Product Control is a control and support function, responsible for ensuring accurate financial reporting for trading, lending and treasury desks. The function is typically located within investment banking, corporate treasuries, hedge funds and more recently, crypto trading firms. See Middle office and .
Given the responsibility for the financials, outlined below, Product Control is most commonly located within the Finance function, reporting into the CFO. The controllers are then assigned to a particular asset class, for example the Credit, Rates or FX desks

Product Control produces the daily profit and loss ("P&L") and balance sheet, which internal stakeholders (like the business, financial control, management reporting) all rely upon to assess the performance of the business.
These results also make their way outside the organisation and are consumed by regulators - such as the Federal Reserve or the European Central Bank.
Product Control also assists the business with the onboarding of new products. They do this by ensuring the financial architecture and control framework can accept and process the new products. 
Within or outside Product Control can be a Valuations team, responsible for ensuring the balance sheet is aligned to the accounting definition of fair value. If the regulator requires it, Valuations also govern prudential valuation.

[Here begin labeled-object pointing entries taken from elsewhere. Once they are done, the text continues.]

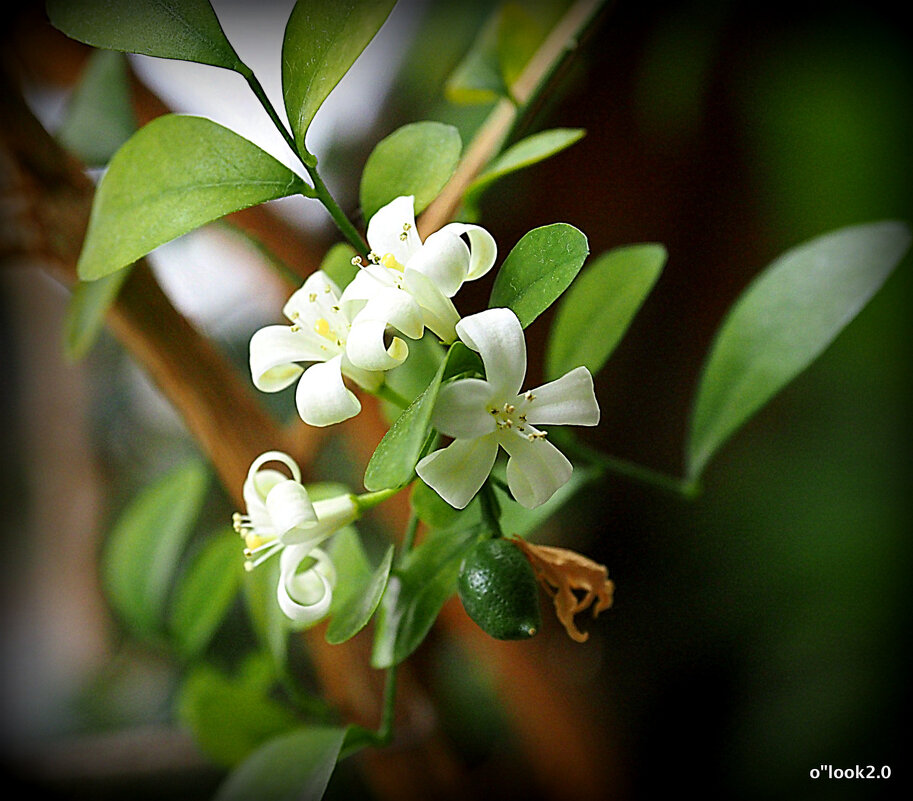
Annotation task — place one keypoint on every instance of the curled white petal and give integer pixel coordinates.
(440, 315)
(569, 400)
(535, 471)
(305, 597)
(498, 337)
(444, 258)
(461, 409)
(322, 397)
(274, 351)
(367, 347)
(259, 481)
(387, 226)
(458, 471)
(290, 508)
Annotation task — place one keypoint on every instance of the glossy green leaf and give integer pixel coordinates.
(519, 33)
(786, 317)
(524, 153)
(85, 315)
(358, 588)
(538, 269)
(99, 116)
(322, 40)
(206, 592)
(417, 591)
(599, 306)
(230, 717)
(502, 49)
(417, 159)
(174, 175)
(293, 767)
(477, 79)
(183, 29)
(393, 462)
(99, 119)
(145, 545)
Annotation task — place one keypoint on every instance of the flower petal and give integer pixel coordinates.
(322, 397)
(444, 258)
(305, 597)
(369, 280)
(535, 471)
(438, 310)
(274, 351)
(457, 472)
(290, 508)
(313, 299)
(387, 226)
(482, 247)
(461, 409)
(498, 337)
(569, 400)
(367, 349)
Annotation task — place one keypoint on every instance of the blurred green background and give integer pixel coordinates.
(760, 630)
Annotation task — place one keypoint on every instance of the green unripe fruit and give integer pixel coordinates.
(499, 591)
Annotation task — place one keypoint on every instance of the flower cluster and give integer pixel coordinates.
(281, 518)
(360, 332)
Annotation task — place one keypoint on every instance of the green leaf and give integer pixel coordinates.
(144, 547)
(293, 767)
(785, 318)
(602, 300)
(183, 29)
(477, 79)
(417, 159)
(337, 263)
(358, 588)
(230, 717)
(393, 462)
(98, 121)
(538, 269)
(322, 40)
(417, 591)
(524, 153)
(174, 175)
(206, 592)
(99, 116)
(86, 310)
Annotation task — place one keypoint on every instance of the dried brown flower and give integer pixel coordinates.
(562, 572)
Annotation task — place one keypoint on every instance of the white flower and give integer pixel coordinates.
(482, 415)
(318, 334)
(306, 582)
(408, 284)
(281, 518)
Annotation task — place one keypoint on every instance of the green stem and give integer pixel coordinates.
(339, 217)
(387, 393)
(491, 508)
(309, 161)
(409, 535)
(637, 472)
(369, 500)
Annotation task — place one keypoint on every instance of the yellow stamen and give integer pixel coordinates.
(252, 541)
(389, 261)
(322, 327)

There are numerous controls this function executes. 
Each day, the P&L is decomposed into its underlying components; see PnL Explained.
New and amended trades are analysed to ensure the trades are OK to be reported (i.e. genuine and measured appropriately). P&L from existing positions is attributed into its underlying pricing drivers (P&L attribution). This will include risk-based P&L explains. Funding charges or benefits are reviewed as are any fees and valuation adjustments. Once completed, the controller has a complete picture of the P&L result and will explain the drivers in a P&L commentary, which accompanies the P&L report. The business will need to approve the P&L, which implies material differences to a trader flash has been resolved.  

There have been high-profile cases in which banks have been fined for this control not working effectively, examples including the USA's financial services regulator, the Securities and Exchange Commission, fining European investment bank Credit Suisse over mismarking bonds during the height of the subprime credit crisis.
Poor product control procedure was also noted in the collapse of several US investment banks Lehman Brothers.